Reversible and Quantum Circuit Synthesis

Abstract

This thesis presents five major tools for the synthesis of reversible and quantum circuits.

Quantum computation has the ability to solve several important problems

significantly faster than its classical counterpart. Because of this promise, much research effort has been dedicated to discovering new quantum algorithms and technologies.

Quantum mechanics postulates that the time-evolution of quantum states is reversible. Thus, reversibility is a necessary condition for quantum computing. Hence, we propose an effective method and tool, called RMDDS, for synthesizing reversible circuits. Since the evolution of quantum states is determined by some primitive physical operations, quantum computers implemented in different physical systems have different cost. Therefore, we propose an optimized quantum gate library, called QGLVP, for various physical machine descriptions.
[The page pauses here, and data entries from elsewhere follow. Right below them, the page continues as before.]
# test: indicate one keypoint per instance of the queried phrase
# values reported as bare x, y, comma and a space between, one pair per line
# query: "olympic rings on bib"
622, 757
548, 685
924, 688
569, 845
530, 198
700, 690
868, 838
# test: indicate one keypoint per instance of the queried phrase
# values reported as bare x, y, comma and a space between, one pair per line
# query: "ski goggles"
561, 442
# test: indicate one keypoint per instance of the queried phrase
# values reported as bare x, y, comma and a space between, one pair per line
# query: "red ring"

To enhance synthesis efficiency, we introduce QLib, a quantum module library, which contains scripts to generate quantum modules for many well-known quantum algorithms.

Since a quantum system inevitably interacts with the environment, this leads to error and consequent failure of computation. To address this problem, we propose FTQLS, a tool that synthesizes and optimizes fault-tolerant quantum circuits by using logic identity rules for various physical machine descriptions.

Finally, we present a tool, called PAQCS, for physical design-aware fault-tolerant quantum circuit synthesis. It effectively synthesizes quantum logic circuits into quantum physical circuits, targeting different physical machine descriptions and quantum error correction codes.